Terapi secara oral menggunakan antibiotik fluoroquinolone untuk organisme gram
negatif sekarang ini digunakan pada orang dewasa dengan Osteomyelitis. Tidak ada
fluoroquinolone yang tersedia digunakan sebagai antistaphylococcus yang optimal,
keuntungan yang penting dari insidensi kebalnya infeksi nosokomial yang didapat dengan
bakteri staphylococcus. Untuk lebih lanjutnya, sekarang ini quinolone tidak menyediakan
pengobatan terhadap patogen yang anaerob.
• Debridement
Debridement pada pasien dengan osteomielitis kronis dapat dilakukan. Kualitas
debridement merupakan faktor penting dalam suksesnya pengobatan. Setelah
debridement dengan eksisi tulang, adalah hal yang perlu untuk menghapuskan/
menghilangkan dead space yang dilakukan dengan memindahkan jaringan di atasnya.

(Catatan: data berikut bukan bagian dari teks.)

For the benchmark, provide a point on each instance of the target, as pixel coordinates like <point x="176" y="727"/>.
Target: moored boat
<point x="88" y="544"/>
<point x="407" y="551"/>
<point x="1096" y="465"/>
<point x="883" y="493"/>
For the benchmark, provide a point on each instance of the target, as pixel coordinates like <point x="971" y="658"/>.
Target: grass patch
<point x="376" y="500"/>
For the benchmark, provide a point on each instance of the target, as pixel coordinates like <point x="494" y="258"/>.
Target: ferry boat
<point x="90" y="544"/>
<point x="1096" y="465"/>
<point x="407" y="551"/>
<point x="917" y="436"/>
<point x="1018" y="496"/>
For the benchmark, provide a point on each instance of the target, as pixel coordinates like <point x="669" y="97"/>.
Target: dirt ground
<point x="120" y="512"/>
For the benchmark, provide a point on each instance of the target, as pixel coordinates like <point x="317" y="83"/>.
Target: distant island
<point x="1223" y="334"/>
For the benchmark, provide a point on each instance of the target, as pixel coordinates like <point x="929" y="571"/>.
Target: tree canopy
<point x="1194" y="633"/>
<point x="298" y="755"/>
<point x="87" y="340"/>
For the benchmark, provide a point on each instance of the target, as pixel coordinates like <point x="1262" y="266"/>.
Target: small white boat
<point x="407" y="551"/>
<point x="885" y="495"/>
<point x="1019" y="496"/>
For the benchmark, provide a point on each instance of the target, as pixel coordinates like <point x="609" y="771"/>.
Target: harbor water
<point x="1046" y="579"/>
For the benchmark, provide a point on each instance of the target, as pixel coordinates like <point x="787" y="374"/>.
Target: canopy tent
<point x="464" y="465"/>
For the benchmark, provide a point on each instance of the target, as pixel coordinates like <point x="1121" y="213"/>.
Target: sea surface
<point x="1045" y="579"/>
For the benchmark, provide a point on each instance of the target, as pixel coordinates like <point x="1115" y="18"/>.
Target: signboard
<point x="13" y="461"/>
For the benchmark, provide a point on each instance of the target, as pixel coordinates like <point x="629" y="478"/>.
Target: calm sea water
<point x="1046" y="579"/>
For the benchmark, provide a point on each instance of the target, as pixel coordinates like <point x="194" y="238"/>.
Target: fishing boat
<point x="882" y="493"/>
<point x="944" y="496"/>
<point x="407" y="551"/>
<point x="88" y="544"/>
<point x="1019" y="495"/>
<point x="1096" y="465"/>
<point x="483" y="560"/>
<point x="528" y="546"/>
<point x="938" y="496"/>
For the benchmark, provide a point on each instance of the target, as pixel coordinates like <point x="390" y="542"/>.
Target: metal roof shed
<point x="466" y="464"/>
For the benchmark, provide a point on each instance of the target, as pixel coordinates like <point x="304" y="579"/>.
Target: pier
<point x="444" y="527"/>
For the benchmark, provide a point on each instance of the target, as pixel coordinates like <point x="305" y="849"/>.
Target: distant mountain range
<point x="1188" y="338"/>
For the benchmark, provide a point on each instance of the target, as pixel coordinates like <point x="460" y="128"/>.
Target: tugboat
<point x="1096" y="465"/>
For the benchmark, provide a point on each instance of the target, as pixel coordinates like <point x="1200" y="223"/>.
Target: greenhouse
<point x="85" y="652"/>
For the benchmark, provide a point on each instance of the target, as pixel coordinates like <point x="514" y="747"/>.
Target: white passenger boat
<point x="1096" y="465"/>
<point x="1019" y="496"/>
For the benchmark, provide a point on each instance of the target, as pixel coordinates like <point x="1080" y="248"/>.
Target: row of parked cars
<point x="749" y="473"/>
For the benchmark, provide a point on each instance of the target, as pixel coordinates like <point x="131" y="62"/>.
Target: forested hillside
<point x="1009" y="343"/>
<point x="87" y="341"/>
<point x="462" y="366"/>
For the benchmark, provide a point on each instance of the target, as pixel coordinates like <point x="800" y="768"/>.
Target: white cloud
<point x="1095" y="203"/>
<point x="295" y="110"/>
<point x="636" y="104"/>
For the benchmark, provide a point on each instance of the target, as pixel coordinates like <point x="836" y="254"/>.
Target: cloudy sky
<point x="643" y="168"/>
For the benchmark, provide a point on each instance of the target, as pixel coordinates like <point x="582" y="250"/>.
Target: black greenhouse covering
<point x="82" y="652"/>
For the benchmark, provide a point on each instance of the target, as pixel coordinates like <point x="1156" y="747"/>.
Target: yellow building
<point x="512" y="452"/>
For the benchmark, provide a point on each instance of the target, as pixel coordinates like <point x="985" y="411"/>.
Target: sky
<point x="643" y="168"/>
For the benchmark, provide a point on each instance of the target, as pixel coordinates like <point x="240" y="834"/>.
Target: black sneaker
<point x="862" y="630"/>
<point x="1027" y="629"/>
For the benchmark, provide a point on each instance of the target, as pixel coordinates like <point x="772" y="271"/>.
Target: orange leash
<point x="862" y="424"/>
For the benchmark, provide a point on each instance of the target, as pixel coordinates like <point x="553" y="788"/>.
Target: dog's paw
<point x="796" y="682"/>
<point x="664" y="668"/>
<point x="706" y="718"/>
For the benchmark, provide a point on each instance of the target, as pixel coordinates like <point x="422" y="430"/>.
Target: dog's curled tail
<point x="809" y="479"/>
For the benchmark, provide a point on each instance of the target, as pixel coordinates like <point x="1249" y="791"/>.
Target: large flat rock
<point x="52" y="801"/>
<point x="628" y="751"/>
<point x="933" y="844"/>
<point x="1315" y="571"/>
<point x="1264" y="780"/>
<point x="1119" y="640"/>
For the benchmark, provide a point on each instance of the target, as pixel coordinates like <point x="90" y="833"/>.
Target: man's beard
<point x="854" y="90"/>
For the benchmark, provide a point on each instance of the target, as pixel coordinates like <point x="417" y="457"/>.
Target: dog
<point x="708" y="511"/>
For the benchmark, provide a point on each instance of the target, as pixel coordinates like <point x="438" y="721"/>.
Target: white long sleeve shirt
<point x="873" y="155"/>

Pengobatan dead space termasuk myoplasty lokal, pemindahan jaringan dan penggunaan
antibiotik. Pelaksanaan pada jaringan lunak telah dikembangkan untuk meningkatkan
aliran darah lokal dan pendistribusian antibiotik.

2.9 Prognosis
Setelah mendapatkan terapi, umumnya Osteomyelitis akut menunjukkan hasil yang
memuaskan. Prognosis Osteomyelitis kronik umumnya buruk walaupun dengan pembedahan,
abses dapat terjadi sampai beberapa minggu, bulan atau tahun setelahnya. Amputasi mungkin
dibutuhkan, khususnya pada pasien dengan diabetes atau berkurangnya sirkulasi darah. Pada
penderita yang mendapatkan infeksi dengan penggunaan alat bantu prostetik perlu dilakukan
monitoring lebih lanjut. Mereka perlu mendapatkan terapi antibiotik profilaksis sebelum
dilakukan operasi karena memiliki resiko yang lebih tinggi untuk mendapatkan Osteomyelitis.